Take a minute and review all of the claims that are made about wheat grass. A tiny sip of this shit will send your cancer into remission, reverse your baldness, and burn off that beer gut. You'll learn jujitsu, never get a cold, and your genitals will swell to three times their previous size (in a good way). And that's only the front page of the pamphlet! On the back it tells you that external use will heal the chicken pox, kill bacteria, combat athlete's foot, cure dandruff, and tighten up that loose skin around your neck.
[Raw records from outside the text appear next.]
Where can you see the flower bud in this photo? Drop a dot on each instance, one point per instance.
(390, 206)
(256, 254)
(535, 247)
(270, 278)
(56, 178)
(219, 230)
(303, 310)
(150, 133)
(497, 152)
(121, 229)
Is wheat grass the Man Beard of dietary supplements? It seems god-like in power, plus it makes your testicles work better. I think the fine print confirms it:

The statements have not been evaluated by the Food and Drug Administration. These products are not intended to diagnose, treat, cure or prevent disease.
The mighty Man Grass Wheat Beards care not for the authorities and their attempts at regulation! All these breathless claims without a shred of evidence? I've never seen so much irrational exuberance! And "not intended to cure disease" now? Obviously they won't let intentions get in the way of their artistic integrity, and so they can feel free to continue claiming to cure malaria, herpes, and Down Syndrome.

Man Beard Wheat Grass. Beautiful.

Sunday, June 17, 2007

Fear not, Man Beard Lovers!

We've been flooded with concern recently about the lack of updates. Have patience dear readers! Championship quality beard blogging doesn't always happen on a predictable schedule, but inspiration is never more than a whisker away. While it is hard to precisely forecast the future of a world-altering project like the Man Beard Blog, I can say with 100% confidence that you will be able to enjoy plenty of bearded goodness here for centuries to come.